I've come a long way, baby. The times, they are a-changin'. Used to be I was my mom's special daughter, worthy of a five-dollar bill every time I packed up a Walmart bag of treats like leftover fried rice, a couple of Little Caesar's cheese pizza slices, week-old tabloids, and, if she was lucky, an unopened box of Crunch N Munch that I bought at Save A Lot just for her. In return, after a 30-minute conversation, each of us sitting behind the wheel of our car on the bowling alley parking lot, Mom would give me five dollars. Yes. It gave me a sense of worth. Even though she might say, "For the boys. In case they want McDonalds."
Now I am searching for my identity. And I'm afraid I've found it. The Fifty-Cent Wife.
Yesterday I came upstairs to get supper ready, and talk to Hick over the back porch rail as he floated just below the surface of Poolio on a raft not quite rated for his weight.

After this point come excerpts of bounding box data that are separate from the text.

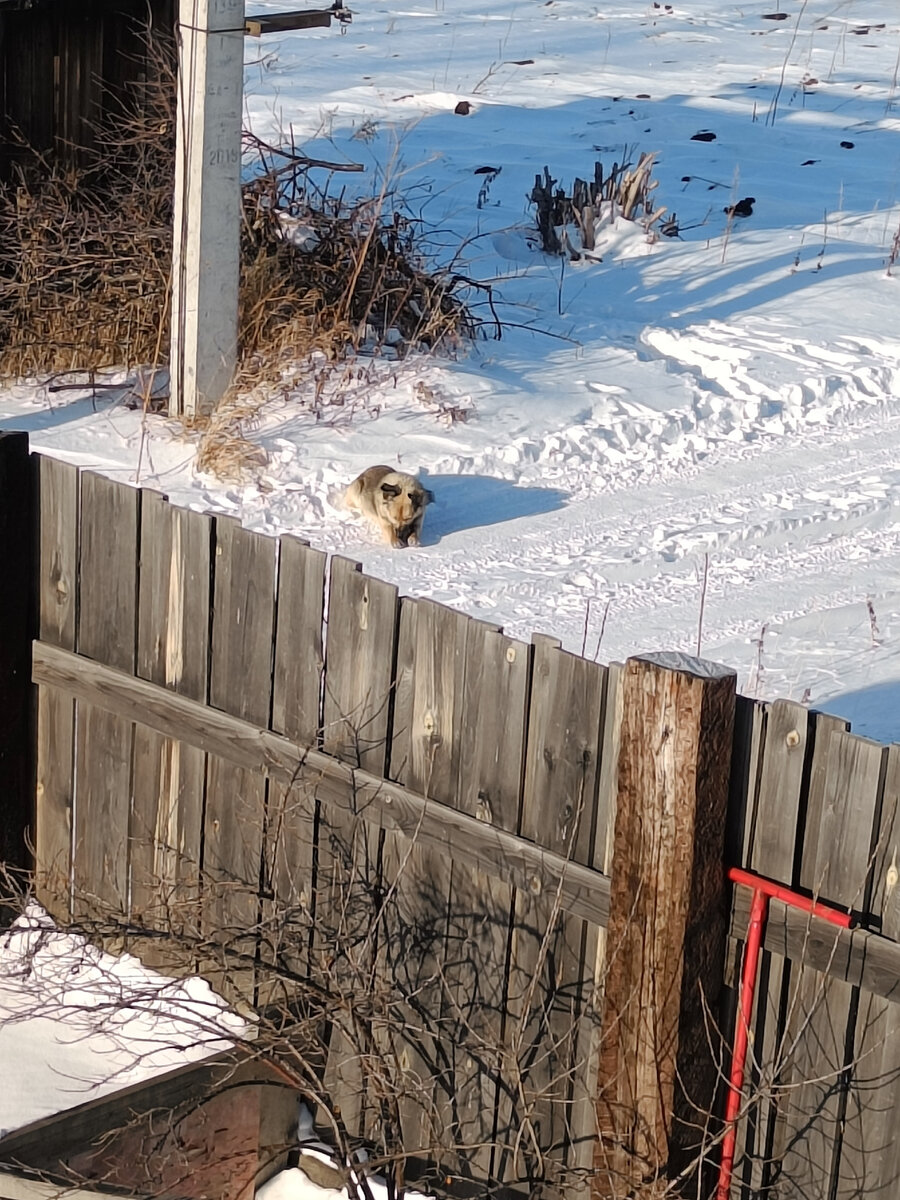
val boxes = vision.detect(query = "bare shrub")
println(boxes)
[0,34,475,400]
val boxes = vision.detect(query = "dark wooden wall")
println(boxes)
[0,0,175,179]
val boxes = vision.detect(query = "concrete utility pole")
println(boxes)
[169,0,245,416]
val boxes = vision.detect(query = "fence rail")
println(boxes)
[0,438,900,1198]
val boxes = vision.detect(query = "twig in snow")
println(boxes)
[748,622,769,697]
[594,596,612,662]
[697,554,709,658]
[865,596,881,649]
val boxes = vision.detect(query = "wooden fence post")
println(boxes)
[594,653,736,1198]
[0,433,37,892]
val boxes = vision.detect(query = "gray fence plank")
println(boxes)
[502,637,606,1186]
[776,730,884,1196]
[32,642,614,931]
[448,620,532,1181]
[203,517,277,998]
[263,538,328,998]
[73,473,140,913]
[379,599,469,1172]
[836,745,900,1200]
[728,700,811,1195]
[35,456,80,918]
[131,491,211,971]
[321,557,397,1134]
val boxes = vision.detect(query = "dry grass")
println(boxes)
[0,32,174,378]
[0,27,474,408]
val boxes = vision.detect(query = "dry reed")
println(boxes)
[0,24,474,403]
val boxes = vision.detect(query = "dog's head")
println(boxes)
[378,472,434,545]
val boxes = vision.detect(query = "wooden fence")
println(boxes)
[0,438,900,1198]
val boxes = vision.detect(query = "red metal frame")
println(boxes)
[715,866,852,1200]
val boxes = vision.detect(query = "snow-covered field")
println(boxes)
[0,0,900,739]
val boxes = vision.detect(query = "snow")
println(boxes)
[0,905,247,1136]
[0,0,900,739]
[256,1102,433,1200]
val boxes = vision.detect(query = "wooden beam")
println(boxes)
[244,8,336,37]
[32,642,610,925]
[594,654,736,1198]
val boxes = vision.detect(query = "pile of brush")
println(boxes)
[0,29,474,398]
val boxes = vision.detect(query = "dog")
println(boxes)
[343,467,434,548]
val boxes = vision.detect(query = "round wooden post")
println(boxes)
[594,654,736,1198]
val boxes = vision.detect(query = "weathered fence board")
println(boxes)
[131,491,211,968]
[32,642,608,925]
[598,654,736,1196]
[776,730,884,1198]
[203,517,277,996]
[0,436,37,888]
[506,637,606,1177]
[446,620,532,1180]
[263,538,328,976]
[835,745,900,1200]
[379,599,469,1171]
[73,472,140,913]
[736,701,811,1192]
[15,448,900,1200]
[35,457,79,917]
[313,557,397,1134]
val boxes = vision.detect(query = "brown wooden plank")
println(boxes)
[32,642,610,925]
[35,455,79,918]
[778,731,884,1196]
[203,517,277,998]
[263,538,328,994]
[131,491,211,970]
[443,620,532,1184]
[321,557,397,1134]
[836,745,900,1200]
[73,473,140,913]
[508,636,606,1186]
[594,654,736,1196]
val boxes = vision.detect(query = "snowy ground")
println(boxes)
[0,905,247,1136]
[0,0,900,739]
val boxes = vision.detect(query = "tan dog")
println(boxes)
[343,467,434,546]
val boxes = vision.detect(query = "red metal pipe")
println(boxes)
[715,866,852,1200]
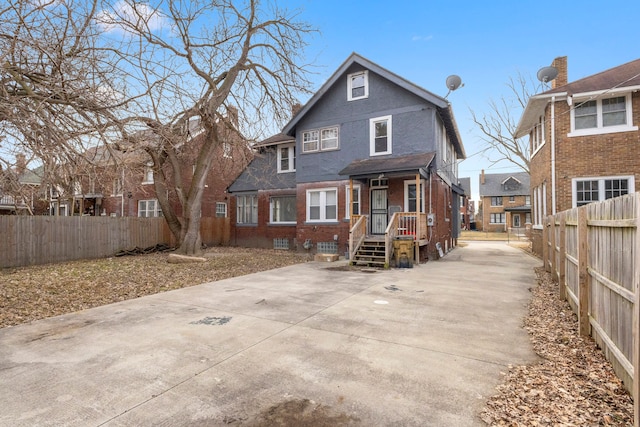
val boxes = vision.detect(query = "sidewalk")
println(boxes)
[0,242,539,426]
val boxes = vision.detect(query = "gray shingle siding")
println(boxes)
[296,66,437,183]
[480,172,530,197]
[228,147,296,193]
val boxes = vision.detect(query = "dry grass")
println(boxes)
[0,247,307,327]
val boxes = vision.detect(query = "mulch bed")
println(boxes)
[481,268,633,427]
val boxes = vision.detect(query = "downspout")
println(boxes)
[120,169,124,217]
[551,95,556,215]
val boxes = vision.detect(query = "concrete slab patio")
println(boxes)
[0,242,539,427]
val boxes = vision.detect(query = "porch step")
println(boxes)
[351,239,385,268]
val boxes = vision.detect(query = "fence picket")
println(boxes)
[0,215,231,268]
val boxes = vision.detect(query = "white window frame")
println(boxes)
[347,70,369,101]
[320,126,340,151]
[571,175,636,208]
[568,93,638,136]
[277,144,296,173]
[269,194,297,225]
[511,214,522,228]
[369,116,393,156]
[404,179,427,213]
[344,184,362,219]
[142,163,153,184]
[138,199,162,218]
[236,193,258,225]
[489,212,507,224]
[302,126,340,153]
[302,129,320,153]
[306,187,338,223]
[111,178,122,196]
[216,202,227,218]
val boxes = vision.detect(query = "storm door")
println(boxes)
[371,188,389,234]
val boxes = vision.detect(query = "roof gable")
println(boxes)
[543,59,640,95]
[480,172,530,197]
[515,59,640,138]
[282,52,466,159]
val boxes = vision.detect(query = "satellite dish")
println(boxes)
[447,74,462,91]
[537,67,558,83]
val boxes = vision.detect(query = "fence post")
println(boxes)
[549,215,558,280]
[542,217,550,272]
[558,211,567,301]
[578,206,590,336]
[631,193,640,427]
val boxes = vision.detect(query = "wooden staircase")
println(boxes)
[351,238,388,268]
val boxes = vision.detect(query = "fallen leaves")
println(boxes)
[0,247,307,327]
[481,269,633,427]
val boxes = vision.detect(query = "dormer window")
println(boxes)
[502,177,521,191]
[142,162,153,184]
[278,144,296,173]
[347,71,369,101]
[569,95,638,136]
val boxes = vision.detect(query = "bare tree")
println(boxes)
[0,0,313,254]
[471,74,535,173]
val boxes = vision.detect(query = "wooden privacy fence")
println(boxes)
[543,193,640,427]
[0,215,230,268]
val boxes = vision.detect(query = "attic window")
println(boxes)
[347,71,369,101]
[502,177,520,191]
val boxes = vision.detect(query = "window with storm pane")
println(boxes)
[271,196,296,224]
[576,180,598,206]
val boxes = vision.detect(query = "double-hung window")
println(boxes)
[142,163,153,184]
[302,126,340,153]
[307,188,338,222]
[138,199,162,218]
[302,130,320,153]
[489,213,505,224]
[572,176,635,207]
[369,116,392,156]
[269,196,296,224]
[236,194,258,224]
[278,144,296,173]
[569,95,638,136]
[347,71,369,101]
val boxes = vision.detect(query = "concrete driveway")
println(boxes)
[0,242,540,427]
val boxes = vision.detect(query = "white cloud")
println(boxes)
[97,0,168,32]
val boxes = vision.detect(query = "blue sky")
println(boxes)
[278,0,640,198]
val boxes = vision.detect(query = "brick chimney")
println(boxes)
[291,102,302,116]
[551,56,569,89]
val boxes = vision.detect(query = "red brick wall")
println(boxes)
[228,190,296,250]
[531,93,640,214]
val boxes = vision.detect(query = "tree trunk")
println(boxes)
[176,210,202,255]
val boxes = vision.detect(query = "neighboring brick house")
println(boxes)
[0,154,46,215]
[229,53,465,260]
[516,56,640,226]
[48,113,252,218]
[479,170,531,233]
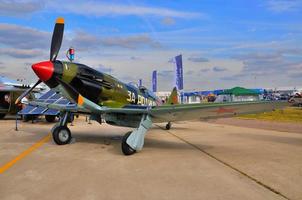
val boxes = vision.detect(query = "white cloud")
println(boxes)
[47,1,205,18]
[267,0,301,13]
[0,0,44,17]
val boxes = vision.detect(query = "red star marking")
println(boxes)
[211,107,236,114]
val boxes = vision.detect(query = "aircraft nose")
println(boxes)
[31,61,54,81]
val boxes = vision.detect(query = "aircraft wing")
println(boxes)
[28,101,80,112]
[150,101,289,123]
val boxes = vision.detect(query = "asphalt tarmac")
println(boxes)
[0,119,302,200]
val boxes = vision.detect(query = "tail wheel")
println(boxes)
[166,122,172,130]
[45,115,56,123]
[0,113,5,119]
[52,126,71,145]
[122,132,136,156]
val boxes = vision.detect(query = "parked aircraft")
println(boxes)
[16,18,288,155]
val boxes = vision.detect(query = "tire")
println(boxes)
[122,132,136,156]
[52,126,71,145]
[0,113,6,119]
[45,115,56,123]
[166,122,171,130]
[22,115,36,122]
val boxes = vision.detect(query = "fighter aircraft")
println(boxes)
[16,18,288,155]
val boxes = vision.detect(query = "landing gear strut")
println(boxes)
[51,112,72,145]
[122,132,136,156]
[122,115,152,155]
[166,122,172,130]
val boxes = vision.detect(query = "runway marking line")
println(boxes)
[0,133,51,174]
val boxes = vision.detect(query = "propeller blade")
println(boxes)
[15,80,42,104]
[50,17,64,62]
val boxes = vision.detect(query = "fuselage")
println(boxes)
[33,60,161,108]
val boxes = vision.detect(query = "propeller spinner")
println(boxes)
[15,17,64,104]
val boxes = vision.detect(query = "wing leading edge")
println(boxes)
[150,101,289,123]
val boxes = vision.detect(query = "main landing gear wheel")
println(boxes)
[122,132,136,156]
[166,122,172,130]
[52,126,71,145]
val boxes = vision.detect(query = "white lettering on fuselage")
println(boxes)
[127,90,155,106]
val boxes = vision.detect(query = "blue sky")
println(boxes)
[0,0,302,90]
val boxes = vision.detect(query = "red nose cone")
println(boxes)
[31,61,54,81]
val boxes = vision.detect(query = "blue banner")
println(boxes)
[152,70,157,92]
[175,55,184,90]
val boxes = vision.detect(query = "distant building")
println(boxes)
[215,87,260,102]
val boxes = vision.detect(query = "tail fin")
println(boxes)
[165,87,179,105]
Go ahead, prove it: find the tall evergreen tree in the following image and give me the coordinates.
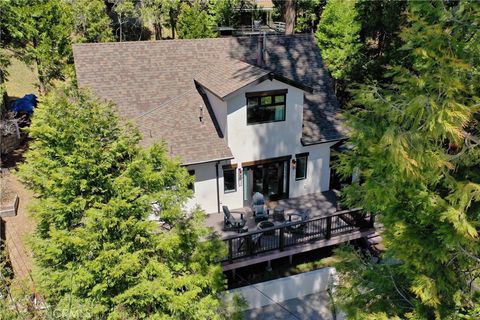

"Did you see your present?"
"No. What present?"
"Well, you say I never bring you anything. It's on the table."
"I don't look on the table. That's your junk. And the stuff for Chex Mix that I'm making for you to take The Pony."
"Not on the table. On the counter. In that area you say I always pile everything. Where you get stuff ready."
"Oh. I didn't put your supper on yet. I didn't look."
"I got you a present. At Goodwill."
"Huh. I can't wait."
"Well...see? I brought you something. I think you'll get a kick out of it."
Yeah. Somebody should get a kick out of it, all right. It's not that I'm ungrateful. It's the though that counts. And Hick was definitely thinking of me when he spent that 50 cents. Assuming it wasn't a half-price sale again. He was thinking of me right after I pointedly told him that he never thinks of me, that I bring him treats all the time without him asking, and I couldn't think of the last time he brought ME anything. The little red horse and the lottery ticket from Sweden or Switzerland (I get them confused, they're pretty much the same place, aren't they) or Germany excluded, because they were from his work trip.
Let the record show that I have never consumed a cup of coffee in my life, yet Hick saw fit to bring me a double-sized coffee mug! Uh huh. Even though I don't drink coffee! But the previous owner of this gently-used treasure must have:
I don't know what I'm going to do with it. I'm certainly not going to take up coffee-drinking! I think it's more of a commemorative treasure. Perhaps Hick will volunteer to build a shack around it for me.
You know the best thing about this special loving present that my Sweet Baboo brought me? It almost made me believe that he has begun growing a rudimentary sense of humor!